What we need first is an overall theory to play with, not supercomputers. Once we have a theory in place, we'll have a model to experiment with (even on a small scale), something that can evolve over time. It does not have to do much (learning to walk and navigate from scratch would do fine), as long as it it can learn and adapt and it is provably scalable. If you can show that, governments and corporations will step all over themselves to give you a parallel computer as big as the island of Manhattan, if necessary.
Free Will (Score:2, Interesting)
This could turn out to be a way to figure out some of the great blockbuster philosophical problems that puzzle and infuriate anybody who has not read Oolon Colluphid.
If the scientists built an entire human brain they will presumably fail to install such things as Free Will - A concept which philosophers still argue is logically possible.
Will this prove that Free Will does not exist?
Or will it simply be impossible to detect?
For a sort of example of this remember William Gibson's consideration of this in his book "Neuromancer".
In that passage the mind of the hacker Case has been trapped inside a massive artificial intelligence where he improbably finds his lost girlfriend and a young boy, the manifestation of the AI known as Neuromancer on a beach.
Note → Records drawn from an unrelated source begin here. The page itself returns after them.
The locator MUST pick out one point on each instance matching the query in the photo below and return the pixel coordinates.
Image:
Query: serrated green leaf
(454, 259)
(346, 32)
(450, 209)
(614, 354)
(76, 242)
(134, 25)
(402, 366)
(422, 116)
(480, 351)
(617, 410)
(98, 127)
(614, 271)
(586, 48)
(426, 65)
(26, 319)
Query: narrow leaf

"And here things could be counted, each one. He knew the
number of grains of sand in the construct of the beach (a number
coded in a mathematical system that existed nowhere outside
the mind that was Neuromancer). He knew the number of
yellow food packets in the canisters in the bunker (four hundred
and seven). He knew the number of brass teeth in the left half
of the open zipper of the salt-crusted leather jacket that Linda
Lee wore as she trudged along the sunset beach, swinging a
stick of driftwood in her hand (two hundred and two).
He banked Kuang above the beach and swung the program
in a wide circle, seeing the black shark thing through her eyes,
a silent ghost hungry against the banks of lowering cloud. She
cringed, dropping her stick, and ran. He knew the rate of her
pulse, the length of her stride in measurements that would have
satisfied the most exacting standards of geophysics.
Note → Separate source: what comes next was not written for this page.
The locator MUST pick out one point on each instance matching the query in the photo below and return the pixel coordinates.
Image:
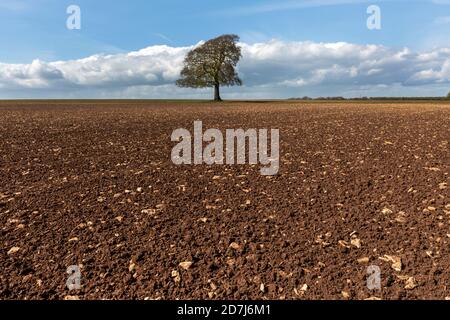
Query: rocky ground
(92, 184)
"But you do not know her thoughts," the boy said, beside
him now in the shark thing's heart. "I do not know her thoughts.
You were wrong, Case. To live here is to live. There is no
difference."
Linda in her panic, plunging blind through the surf.
"Stop her," he said, "she'll hurt herself."
"I can't stop her," the boy said, his gray eyes mild and
beautiful."
Re:Blue/Gene L? (Score:2, Interesting)
Couple that cost reduction with power consumption orders of magnitude lower than other solutions, and you've got some serious potential.